A OmegaRuntime instance is available as om.runtime:

om = Omega()
# get the OmegaModelProxy instance
model = om.runtime.model('mymodel')
# call methods on OmegaModelProxy, effecting remote task execution
model.fit('X', 'Y')
pred = model.predict('X')

Note that any method called on the model are translated into calls to respective celery tasks. A celery task lives in a celery worker at a remote note. On execution a task will re-create the Omega instance to retrieve the X,Y data as well as the actual model.

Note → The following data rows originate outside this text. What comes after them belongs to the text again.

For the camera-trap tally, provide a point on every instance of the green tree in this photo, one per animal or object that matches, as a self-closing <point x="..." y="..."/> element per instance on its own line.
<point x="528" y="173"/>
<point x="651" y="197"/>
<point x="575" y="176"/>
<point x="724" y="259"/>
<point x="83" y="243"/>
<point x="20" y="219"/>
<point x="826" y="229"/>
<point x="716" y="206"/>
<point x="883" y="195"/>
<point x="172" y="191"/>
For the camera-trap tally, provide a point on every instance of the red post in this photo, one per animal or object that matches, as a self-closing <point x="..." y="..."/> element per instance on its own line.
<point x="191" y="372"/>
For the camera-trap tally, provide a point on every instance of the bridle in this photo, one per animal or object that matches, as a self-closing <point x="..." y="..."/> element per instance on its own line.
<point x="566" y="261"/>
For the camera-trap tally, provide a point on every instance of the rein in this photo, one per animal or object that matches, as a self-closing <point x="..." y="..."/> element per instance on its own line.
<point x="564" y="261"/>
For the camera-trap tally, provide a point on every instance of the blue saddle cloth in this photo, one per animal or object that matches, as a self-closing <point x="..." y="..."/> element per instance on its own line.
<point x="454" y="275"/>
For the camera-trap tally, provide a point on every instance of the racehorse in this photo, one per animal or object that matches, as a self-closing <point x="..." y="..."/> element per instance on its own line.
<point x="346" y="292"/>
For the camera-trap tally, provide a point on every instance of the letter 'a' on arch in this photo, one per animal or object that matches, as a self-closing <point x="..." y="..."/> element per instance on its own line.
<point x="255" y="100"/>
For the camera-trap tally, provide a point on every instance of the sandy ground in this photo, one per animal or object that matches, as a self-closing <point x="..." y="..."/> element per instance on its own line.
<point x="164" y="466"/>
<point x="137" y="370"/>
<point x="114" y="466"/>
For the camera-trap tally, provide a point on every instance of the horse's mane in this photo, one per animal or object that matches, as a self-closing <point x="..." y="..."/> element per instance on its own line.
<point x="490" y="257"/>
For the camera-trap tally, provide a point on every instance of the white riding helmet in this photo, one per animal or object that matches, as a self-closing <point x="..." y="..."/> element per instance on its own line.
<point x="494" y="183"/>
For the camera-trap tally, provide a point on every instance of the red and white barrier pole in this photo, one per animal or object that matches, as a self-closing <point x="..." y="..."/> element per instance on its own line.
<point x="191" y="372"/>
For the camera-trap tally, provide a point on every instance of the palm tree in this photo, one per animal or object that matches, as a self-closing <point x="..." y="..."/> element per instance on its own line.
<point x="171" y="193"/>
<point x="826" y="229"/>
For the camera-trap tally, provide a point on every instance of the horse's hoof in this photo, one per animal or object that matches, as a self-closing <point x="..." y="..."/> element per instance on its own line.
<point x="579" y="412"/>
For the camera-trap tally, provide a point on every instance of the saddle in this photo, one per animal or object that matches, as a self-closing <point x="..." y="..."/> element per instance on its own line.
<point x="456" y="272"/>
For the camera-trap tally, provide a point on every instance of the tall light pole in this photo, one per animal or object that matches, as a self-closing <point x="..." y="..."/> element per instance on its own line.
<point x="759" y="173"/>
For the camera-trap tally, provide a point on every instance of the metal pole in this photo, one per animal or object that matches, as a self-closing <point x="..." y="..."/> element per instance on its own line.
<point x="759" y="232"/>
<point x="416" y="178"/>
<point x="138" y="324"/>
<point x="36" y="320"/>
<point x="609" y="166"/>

This raises the question where a task gets the configuration for recreating the Omega instance. The only configuration option required for a task is the mongo_url, which specifies the database and access credentials where data and models are stored. As the task does not need to configure the runtime, it does not need any of the OmegaRuntime configuration.

Various options:

run per-user celery workers: In this case there are 1-n celery workers pre-configured to run for a particular user. The Omega instance is configured globally as it would be when run in a client. This option requires a per-user deployment process where celery workers are spun up and task routes configured. The OmegaModelProxy then executes tasks using a the user-specific celery route/queue. This is the golden option for the runtime as it was originally designed by this assumption. However this adds a lot of complexity to the deployment process which we are not yet ready to support.
pass the user identification to the task: In this case the task needs to be able to look up the configuration from a database. This requires the need for user information stored in a database accessible to Omega. The only database accessible to it is mongodb, which however does not have user information. In fact, the database model used by Omega is on purpose single user (to keep it as simple as possible). Thus introducing the concept of user configuration into the Omega database just for remote task execution adds complexity that we should avoid.
pass the actual configuration: In this case the task gets all necessary configuration from the client, namely the mongo_url. This is in line with how Omega itself gets the configuration. Also this does not suffer from adding the complexity of user authentication to Omega. This option also leaves open the possibility to have user-specific deployments (as described above) without introducing additional overhead. The downside is that the mongo_url needs to be passed via network and thus is exposed through the communication to the broker. The other options do not suffer from this weakness. However this is a security concern best addressed by protecting communication. All things considered this is the most straight-forward option both in terms of additional complexity (none), future flexibility and the ease of implementation. Hence this is the option we choose.

Security concerns¶

user authentication. Users authenticate to REST endpoints by username + Apikey. Communication is protected by HTTPS.
the database is protected by user/passwords. There is an admin database which uses the MONGO_ADMIN_URL. This URL is not exposed to users. The per-user databases are only exposed on a per-user basis.
communication to the database is currently not protected. This needs to be addressed (mongo TSL support).
communication to the message broker is currently not protected. This needs to be addressed (access protection to RabbitMQ, channel encryption (TLS) and possibly celery message signing).
configuration stored on the client. REST clients only need to store username + apikey. Clients interfacing to the datastore via an Omega instance directly only need to store the mongo_url. Clients interfacing with the OmegaRuntime need to store the broker URL + user credentials. Clients interfacing with a combination of the above need to store all credentials. Most clients will only need either mongo_url or username + apikey, with only few clients interfacing directly with the OmegaRuntime (only needed for performance reasons in case of large answers to predictions, all other clients should use the REST endpoints).